If the heart has to be permanently protected from the consequences of severe cardiac arrhythmias, the ICD is inserted into the body in a small procedure. To do this, the disc-shaped device about five centimeters in diameter is pushed under the skin below the collarbone and sewn in there. Sometimes it is also placed under the pectoralis major. Two wire-shaped electrodes usually come off the device. The wires are threaded into an adjacent blood vessel and advanced into the heart. The device continuously monitors the heart's activity via the electrodes and - if necessary - emits several weaker current impulses or individual stronger current impulses.

Sometimes special devices are used under the skin or under the muscles that work without a cable connection to the heart.

If the heart suddenly beats too fast and the risk of complications increases, the device can deliver several electrical impulses in quick succession. In this way, the too fast heartbeat is "overtaken" (so-called overpacing). When the pulse delivery is over, the normal heart rhythm can resume.

Sometimes overpacing doesn't help - for example with.

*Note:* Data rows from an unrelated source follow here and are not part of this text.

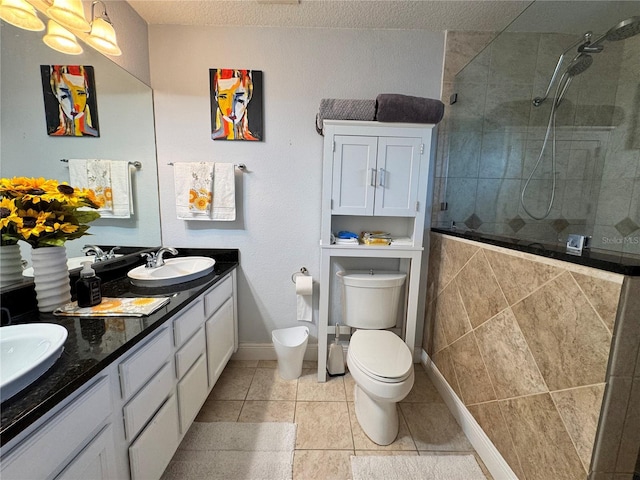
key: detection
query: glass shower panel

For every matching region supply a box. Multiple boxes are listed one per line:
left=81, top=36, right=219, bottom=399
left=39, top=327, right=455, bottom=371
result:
left=435, top=2, right=640, bottom=253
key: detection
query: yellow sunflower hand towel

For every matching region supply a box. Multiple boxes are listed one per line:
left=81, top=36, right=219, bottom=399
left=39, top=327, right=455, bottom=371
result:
left=173, top=162, right=214, bottom=221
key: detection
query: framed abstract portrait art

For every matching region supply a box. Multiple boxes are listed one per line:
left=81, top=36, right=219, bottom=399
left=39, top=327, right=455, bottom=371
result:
left=209, top=68, right=264, bottom=142
left=40, top=65, right=100, bottom=137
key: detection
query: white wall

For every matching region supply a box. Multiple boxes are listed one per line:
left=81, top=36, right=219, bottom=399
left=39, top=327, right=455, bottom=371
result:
left=149, top=25, right=444, bottom=343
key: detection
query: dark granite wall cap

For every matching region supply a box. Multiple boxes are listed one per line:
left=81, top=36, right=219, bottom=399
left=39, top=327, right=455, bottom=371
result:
left=431, top=228, right=640, bottom=277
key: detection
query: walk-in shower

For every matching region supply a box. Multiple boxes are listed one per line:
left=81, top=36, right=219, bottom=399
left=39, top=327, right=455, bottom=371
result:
left=520, top=16, right=640, bottom=220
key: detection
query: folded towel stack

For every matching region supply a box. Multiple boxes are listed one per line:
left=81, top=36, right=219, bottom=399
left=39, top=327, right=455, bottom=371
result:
left=333, top=231, right=360, bottom=245
left=174, top=162, right=236, bottom=221
left=316, top=98, right=376, bottom=135
left=362, top=232, right=391, bottom=245
left=391, top=237, right=413, bottom=246
left=376, top=93, right=444, bottom=124
left=69, top=159, right=133, bottom=218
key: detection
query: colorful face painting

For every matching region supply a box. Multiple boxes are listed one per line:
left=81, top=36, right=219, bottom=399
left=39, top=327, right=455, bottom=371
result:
left=209, top=68, right=264, bottom=141
left=40, top=65, right=100, bottom=137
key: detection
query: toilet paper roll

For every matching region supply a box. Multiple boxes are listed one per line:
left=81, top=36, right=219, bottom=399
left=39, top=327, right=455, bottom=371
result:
left=296, top=275, right=313, bottom=322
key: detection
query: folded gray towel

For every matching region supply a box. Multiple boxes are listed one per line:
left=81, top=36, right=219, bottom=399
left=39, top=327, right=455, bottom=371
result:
left=316, top=98, right=376, bottom=135
left=376, top=93, right=444, bottom=124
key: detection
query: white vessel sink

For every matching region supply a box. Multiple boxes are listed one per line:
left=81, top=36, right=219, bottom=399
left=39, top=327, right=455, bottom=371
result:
left=22, top=253, right=122, bottom=277
left=127, top=257, right=216, bottom=287
left=0, top=323, right=67, bottom=402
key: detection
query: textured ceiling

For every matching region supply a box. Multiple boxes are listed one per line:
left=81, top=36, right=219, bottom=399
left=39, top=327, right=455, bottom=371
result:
left=129, top=0, right=531, bottom=31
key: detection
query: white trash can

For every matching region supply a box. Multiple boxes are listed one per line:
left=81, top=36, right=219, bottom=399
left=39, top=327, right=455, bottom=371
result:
left=271, top=327, right=309, bottom=380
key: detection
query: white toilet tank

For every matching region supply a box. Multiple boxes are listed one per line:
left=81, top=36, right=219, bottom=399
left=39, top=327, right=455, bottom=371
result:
left=336, top=271, right=407, bottom=330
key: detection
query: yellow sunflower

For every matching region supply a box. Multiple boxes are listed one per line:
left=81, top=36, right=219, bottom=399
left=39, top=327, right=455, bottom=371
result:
left=194, top=196, right=209, bottom=211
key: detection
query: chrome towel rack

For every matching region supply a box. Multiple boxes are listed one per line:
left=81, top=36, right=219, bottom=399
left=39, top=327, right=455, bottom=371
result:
left=291, top=267, right=309, bottom=283
left=167, top=162, right=247, bottom=172
left=60, top=158, right=142, bottom=170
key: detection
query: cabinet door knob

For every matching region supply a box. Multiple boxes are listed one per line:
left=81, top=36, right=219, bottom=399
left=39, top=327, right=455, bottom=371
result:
left=378, top=168, right=387, bottom=187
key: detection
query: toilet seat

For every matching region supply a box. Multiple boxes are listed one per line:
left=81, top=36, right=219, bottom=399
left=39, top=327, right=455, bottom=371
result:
left=347, top=330, right=413, bottom=383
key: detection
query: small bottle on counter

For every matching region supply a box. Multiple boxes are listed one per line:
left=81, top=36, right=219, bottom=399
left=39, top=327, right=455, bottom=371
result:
left=76, top=261, right=102, bottom=307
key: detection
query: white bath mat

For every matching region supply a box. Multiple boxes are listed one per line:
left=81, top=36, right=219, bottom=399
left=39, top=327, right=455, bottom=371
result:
left=351, top=455, right=487, bottom=480
left=162, top=422, right=296, bottom=480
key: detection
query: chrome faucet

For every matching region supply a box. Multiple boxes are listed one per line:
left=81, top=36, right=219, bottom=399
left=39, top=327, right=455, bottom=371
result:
left=140, top=247, right=178, bottom=268
left=82, top=245, right=120, bottom=262
left=82, top=245, right=106, bottom=262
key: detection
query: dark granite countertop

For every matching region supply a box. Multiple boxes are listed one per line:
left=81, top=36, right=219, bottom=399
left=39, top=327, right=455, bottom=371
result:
left=0, top=248, right=239, bottom=445
left=431, top=228, right=640, bottom=276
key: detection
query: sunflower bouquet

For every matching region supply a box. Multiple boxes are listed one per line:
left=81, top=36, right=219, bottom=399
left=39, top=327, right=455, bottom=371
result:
left=0, top=177, right=101, bottom=248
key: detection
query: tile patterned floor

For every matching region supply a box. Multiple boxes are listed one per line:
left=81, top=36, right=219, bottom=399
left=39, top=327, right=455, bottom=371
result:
left=196, top=361, right=491, bottom=480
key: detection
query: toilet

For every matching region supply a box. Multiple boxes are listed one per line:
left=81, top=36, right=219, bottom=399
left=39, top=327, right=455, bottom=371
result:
left=337, top=271, right=414, bottom=445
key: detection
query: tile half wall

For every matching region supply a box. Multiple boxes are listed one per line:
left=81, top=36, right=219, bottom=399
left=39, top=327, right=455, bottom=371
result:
left=423, top=233, right=635, bottom=480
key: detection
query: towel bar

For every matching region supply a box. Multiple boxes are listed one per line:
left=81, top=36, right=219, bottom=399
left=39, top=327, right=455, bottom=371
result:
left=60, top=158, right=142, bottom=170
left=167, top=162, right=247, bottom=172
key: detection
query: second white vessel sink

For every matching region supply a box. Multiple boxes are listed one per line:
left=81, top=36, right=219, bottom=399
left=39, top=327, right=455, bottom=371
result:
left=127, top=256, right=216, bottom=287
left=0, top=323, right=68, bottom=402
left=22, top=253, right=122, bottom=277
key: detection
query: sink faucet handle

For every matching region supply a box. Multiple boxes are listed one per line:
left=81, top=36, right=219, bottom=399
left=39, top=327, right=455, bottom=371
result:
left=140, top=252, right=156, bottom=268
left=82, top=245, right=108, bottom=262
left=155, top=247, right=178, bottom=267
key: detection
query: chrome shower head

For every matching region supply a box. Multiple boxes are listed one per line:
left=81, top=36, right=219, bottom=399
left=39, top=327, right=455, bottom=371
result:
left=566, top=53, right=593, bottom=77
left=604, top=17, right=640, bottom=42
left=533, top=53, right=593, bottom=107
left=578, top=17, right=640, bottom=53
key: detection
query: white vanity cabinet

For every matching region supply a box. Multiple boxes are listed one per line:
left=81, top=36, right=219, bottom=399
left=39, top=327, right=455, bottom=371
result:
left=0, top=375, right=115, bottom=480
left=0, top=270, right=237, bottom=480
left=318, top=120, right=435, bottom=382
left=204, top=276, right=238, bottom=388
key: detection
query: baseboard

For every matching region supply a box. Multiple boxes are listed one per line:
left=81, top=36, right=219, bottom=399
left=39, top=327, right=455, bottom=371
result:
left=421, top=350, right=518, bottom=480
left=231, top=343, right=318, bottom=362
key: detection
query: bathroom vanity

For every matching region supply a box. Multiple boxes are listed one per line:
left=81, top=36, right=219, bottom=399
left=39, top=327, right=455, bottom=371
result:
left=0, top=249, right=238, bottom=480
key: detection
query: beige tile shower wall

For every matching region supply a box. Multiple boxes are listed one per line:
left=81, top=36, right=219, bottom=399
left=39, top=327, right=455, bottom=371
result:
left=423, top=233, right=624, bottom=480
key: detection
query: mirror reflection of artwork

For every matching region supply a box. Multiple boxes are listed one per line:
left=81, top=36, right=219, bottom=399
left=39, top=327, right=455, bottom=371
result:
left=40, top=65, right=100, bottom=137
left=209, top=68, right=264, bottom=141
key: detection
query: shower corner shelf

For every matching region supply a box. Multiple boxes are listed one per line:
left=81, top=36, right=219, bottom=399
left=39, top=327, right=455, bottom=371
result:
left=318, top=120, right=436, bottom=382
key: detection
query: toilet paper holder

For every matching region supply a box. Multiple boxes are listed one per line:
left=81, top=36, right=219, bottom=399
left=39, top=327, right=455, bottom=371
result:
left=291, top=267, right=309, bottom=284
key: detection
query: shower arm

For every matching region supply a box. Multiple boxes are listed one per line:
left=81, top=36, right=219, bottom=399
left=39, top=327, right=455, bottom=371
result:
left=533, top=32, right=593, bottom=107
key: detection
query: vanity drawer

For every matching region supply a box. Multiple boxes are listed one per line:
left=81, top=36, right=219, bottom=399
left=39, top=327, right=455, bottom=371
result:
left=204, top=275, right=233, bottom=318
left=173, top=299, right=204, bottom=347
left=123, top=362, right=174, bottom=441
left=178, top=355, right=209, bottom=433
left=118, top=328, right=171, bottom=399
left=176, top=327, right=206, bottom=380
left=129, top=395, right=180, bottom=480
left=0, top=377, right=111, bottom=480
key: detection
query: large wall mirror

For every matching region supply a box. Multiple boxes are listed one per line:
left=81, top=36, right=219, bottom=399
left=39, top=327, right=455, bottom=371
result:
left=0, top=23, right=161, bottom=286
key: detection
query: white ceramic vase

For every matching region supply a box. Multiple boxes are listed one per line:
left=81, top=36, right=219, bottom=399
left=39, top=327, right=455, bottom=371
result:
left=31, top=247, right=71, bottom=313
left=0, top=245, right=22, bottom=287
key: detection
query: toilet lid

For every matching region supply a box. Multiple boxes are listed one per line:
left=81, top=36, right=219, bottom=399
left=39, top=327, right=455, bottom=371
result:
left=349, top=330, right=413, bottom=381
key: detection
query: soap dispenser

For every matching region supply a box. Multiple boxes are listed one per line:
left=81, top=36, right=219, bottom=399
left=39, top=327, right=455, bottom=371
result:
left=76, top=261, right=102, bottom=307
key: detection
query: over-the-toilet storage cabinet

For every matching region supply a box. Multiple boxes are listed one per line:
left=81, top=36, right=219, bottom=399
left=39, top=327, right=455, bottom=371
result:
left=318, top=120, right=435, bottom=382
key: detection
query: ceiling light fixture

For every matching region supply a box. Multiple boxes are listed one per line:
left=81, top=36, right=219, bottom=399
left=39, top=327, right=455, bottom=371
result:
left=42, top=20, right=82, bottom=55
left=85, top=0, right=122, bottom=56
left=0, top=0, right=44, bottom=32
left=47, top=0, right=91, bottom=32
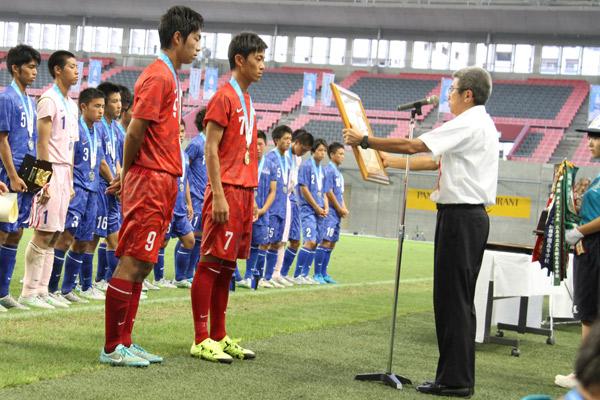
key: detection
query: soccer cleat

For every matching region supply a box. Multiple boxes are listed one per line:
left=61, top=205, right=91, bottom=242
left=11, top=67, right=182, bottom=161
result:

In such situations, the ICD delivers a single, more powerful surge of electricity. For a brief moment the heart is completely shut down by this "shock". This also allows the natural heart rhythm to start again. Sometimes it takes several shocks to get the heart to beat normally again.

An ICD contains batteries for power supply. They last up to ten years, depending on the model. Then the device is changed and reconnected to the electrodes left in the body. Some devices can record the heart's activity as an EKG curve, save it and transmit it directly to a doctor's office.